Experts use 9 criteria to diagnose somebody with Narcissistic Personality Disorder (NPD).
The term narcissism is used a lot, and often incorrectly. It’s important to say this clearly: only a qualified professional can diagnose narcissistic personality disorder (NPD). You cannot diagnose your ex, and this article is not here to label anyone.
However, understanding the recognised traits can help you reflect on patterns of behaviour — and, more importantly, decide what you are willing to accept in a relationship.
The 9 Criteria of Narcissistic Personality Disorder
According to clinical guidelines, NPD is defined by a pattern of behaviours and traits. A person would typically need to show several of these consistently over time.
1. Grandiose Sense of Self-Importance
They may exaggerate achievements, expect recognition without matching effort or position themselves as more important than others.
2. Preoccupation with Success or Power
They often talk about success, status, wealth or influence. Their focus can feel more about image than substance.

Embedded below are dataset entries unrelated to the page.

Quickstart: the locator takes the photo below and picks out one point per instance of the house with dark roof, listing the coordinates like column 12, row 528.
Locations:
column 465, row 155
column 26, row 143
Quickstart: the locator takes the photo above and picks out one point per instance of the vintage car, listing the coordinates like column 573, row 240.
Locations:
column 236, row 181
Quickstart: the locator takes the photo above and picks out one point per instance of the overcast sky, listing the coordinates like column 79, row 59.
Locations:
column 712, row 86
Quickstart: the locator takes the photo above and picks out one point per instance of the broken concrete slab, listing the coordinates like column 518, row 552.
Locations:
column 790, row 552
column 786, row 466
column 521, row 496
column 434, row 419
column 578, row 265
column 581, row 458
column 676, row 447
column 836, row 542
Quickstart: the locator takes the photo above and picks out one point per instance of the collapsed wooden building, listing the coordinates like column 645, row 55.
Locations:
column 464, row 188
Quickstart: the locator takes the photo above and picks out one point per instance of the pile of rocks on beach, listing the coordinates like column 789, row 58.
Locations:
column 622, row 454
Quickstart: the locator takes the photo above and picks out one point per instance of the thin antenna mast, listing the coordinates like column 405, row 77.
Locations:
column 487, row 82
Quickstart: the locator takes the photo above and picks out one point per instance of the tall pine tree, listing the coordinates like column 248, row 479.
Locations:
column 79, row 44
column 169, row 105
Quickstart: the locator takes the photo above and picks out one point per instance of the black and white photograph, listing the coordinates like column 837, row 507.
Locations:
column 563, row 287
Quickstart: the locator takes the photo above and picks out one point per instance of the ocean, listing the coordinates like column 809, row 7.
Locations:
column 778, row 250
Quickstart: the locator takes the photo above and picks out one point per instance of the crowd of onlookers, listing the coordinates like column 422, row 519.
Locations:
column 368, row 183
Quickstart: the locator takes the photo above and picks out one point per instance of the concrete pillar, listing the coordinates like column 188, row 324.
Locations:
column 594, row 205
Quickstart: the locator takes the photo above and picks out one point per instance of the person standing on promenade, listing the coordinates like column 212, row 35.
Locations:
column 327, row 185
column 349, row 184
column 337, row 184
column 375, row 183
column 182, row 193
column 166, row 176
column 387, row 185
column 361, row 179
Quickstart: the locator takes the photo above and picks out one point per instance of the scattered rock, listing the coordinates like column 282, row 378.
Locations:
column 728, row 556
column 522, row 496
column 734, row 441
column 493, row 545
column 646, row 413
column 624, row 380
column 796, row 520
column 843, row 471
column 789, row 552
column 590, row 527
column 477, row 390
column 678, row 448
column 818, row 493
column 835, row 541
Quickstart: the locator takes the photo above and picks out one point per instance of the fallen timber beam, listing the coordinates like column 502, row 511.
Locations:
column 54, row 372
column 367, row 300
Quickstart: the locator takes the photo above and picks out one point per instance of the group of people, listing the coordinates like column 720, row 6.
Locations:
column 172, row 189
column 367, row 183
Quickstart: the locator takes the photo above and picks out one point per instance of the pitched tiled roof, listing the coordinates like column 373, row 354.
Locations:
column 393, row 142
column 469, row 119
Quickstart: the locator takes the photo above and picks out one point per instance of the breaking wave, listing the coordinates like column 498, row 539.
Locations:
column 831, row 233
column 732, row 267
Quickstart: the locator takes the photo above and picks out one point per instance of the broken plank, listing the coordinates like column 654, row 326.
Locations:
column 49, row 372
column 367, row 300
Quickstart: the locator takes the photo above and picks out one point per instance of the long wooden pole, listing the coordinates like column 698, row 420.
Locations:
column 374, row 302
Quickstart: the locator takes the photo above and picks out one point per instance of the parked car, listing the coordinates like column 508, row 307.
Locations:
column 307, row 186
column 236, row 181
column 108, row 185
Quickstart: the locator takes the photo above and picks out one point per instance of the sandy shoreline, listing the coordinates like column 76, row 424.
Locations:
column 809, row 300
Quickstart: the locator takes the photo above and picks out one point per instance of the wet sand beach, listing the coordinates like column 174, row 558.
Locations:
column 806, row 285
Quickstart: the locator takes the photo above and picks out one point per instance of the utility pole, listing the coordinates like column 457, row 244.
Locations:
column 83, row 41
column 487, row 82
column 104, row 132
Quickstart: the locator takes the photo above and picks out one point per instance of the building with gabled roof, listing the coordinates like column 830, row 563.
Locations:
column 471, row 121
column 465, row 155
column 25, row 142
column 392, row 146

3. Belief They Are “Special” or Superior
They may believe they should only associate with certain people or feel that others are beneath them.
4. Need for Excessive Admiration
They rely heavily on praise, attention or validation. Without it, their mood or behaviour can shift quickly.
5. Sense of Entitlement
They may expect special treatment or assume rules don’t apply to them. This can show up in subtle or obvious ways.
6. Exploitative Behaviour
They may use others to meet their own needs, whether emotionally, financially or socially, often without regard for the impact.
7. Lack of Empathy
They struggle to recognise or respond to the feelings of others. Your emotions may be dismissed, minimised or turned back on you.
8. Envy or Belief Others Envy Them
They may be openly envious of others or assume others are jealous of them, even without evidence.
9. Arrogant or Dismissive Attitude
Their communication can feel condescending, critical or superior, particularly when challenged.
It’s About Patterns, Not Moments
Everyone can show some of these traits at times.
What matters is the pattern:
- Is the behaviour consistent?
- Does it show up across different situations?
- Does it leave you feeling diminished, confused or drained?
One-off incidents are not the same as ongoing behaviour.
Why This Matters in Relationships
If you’ve experienced a relationship where these traits were present, you may have felt:
- Invalidated or unheard
- Constantly seeking approval
- Confused by mixed signals
- Emotionally exhausted
Over time, this can impact your confidence and sense of self.
The Real Question to Ask Yourself
Rather than focusing on whether someone “is a narcissist”, a more helpful question is:
How did this relationship make me feel — and is that something I want to accept again?
This shifts the focus back to you, where it belongs.
Final Thought
Understanding these traits isn’t about diagnosing someone else.
It’s about recognising patterns, trusting your experience and making clearer choices moving forward.
You deserve consistency, respect and emotional safety in your relationships — not confusion or self-doubt.